Estiveram, ontem, no gabinete do sr. Dr. Francisco Campos, Secretário do Interior, as profas. Luiza Valadares Ribeiro e Carmem Ribeiro, que foram convidar S. Exa. para assistir às festas comemorativas do centenário da escola primária, no dia 15 do corrente, às 15 horas, no campo do América Futebol Clube. (14/10/1927, p. 8.)

Se considerarmos, conforme já dissemos, que houve um investimento do Estado e, mais ainda, das escolas em uma longa preparação dos festejos, há que se duvidar da veracidade da informação que somente no dia anterior ao evento o secretário teria sido convidado para o mesmo. Seria a visita das professoras pura formalidade? Ou seria uma forma de, também, mostrar que o secretário estaria aderindo a algo preparado por outros que não diretamente o próprio governo? Nada impede, no entanto, que sejam as duas coisas.

O Minas Gerais do dia 15, traz a seguinte manchete:

Formatura de 2.000 alunos dos grupos escolares e escolas de Belo Horizonte; Parada de 10 tropas de escoteiros; Jogos ginásticos.

Ao centro da página, como na Revista, o mesmo retrato de dom Pedro I. Na matéria de abertura afirma-se que:

A comemoração de hoje é uma que não se delimita nas linhas estreitas de um acontecimento de significado infinito. É a festa sem balizes, é a festa do infinito, das grandezas incomensuráveis, porque hoje é a comemoração da cultura brasileira, não no âmbito de um de seus departamentos, mas no que ela possui de comum, que é a escola primária, base e berço de todas as realizações emocionantes e altas, de democracia e liberdade que temos atingido.

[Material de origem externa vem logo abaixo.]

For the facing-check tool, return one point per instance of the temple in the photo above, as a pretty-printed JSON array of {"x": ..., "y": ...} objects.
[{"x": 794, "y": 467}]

A lei (...) dando unidade ao ensino primário (...) foi o berço da escola primária oficial no Brasil.

À figura cavalheiresca e arrebatada do nosso primeiro imperador, que os historiadores talvez não isentem de erros graves, a d. Pedro I, de psicologia desnorteadora, o Brasil não poderá nunca deixar de render as homenagens que de direito lhe cabem.

(...) Foi ele que plantou a semente do ensino jurídico...Foi Pedro I que assinou o decreto(...) escancarando(...) para a criança brasileira as portas das escolas... si o Império, não atingiu a nossa instrução primária o índice em que desejaria vê-la os bons patriotas, coube à república fazer sua essa causa ¾ única força capaz de propulsionar as democracias.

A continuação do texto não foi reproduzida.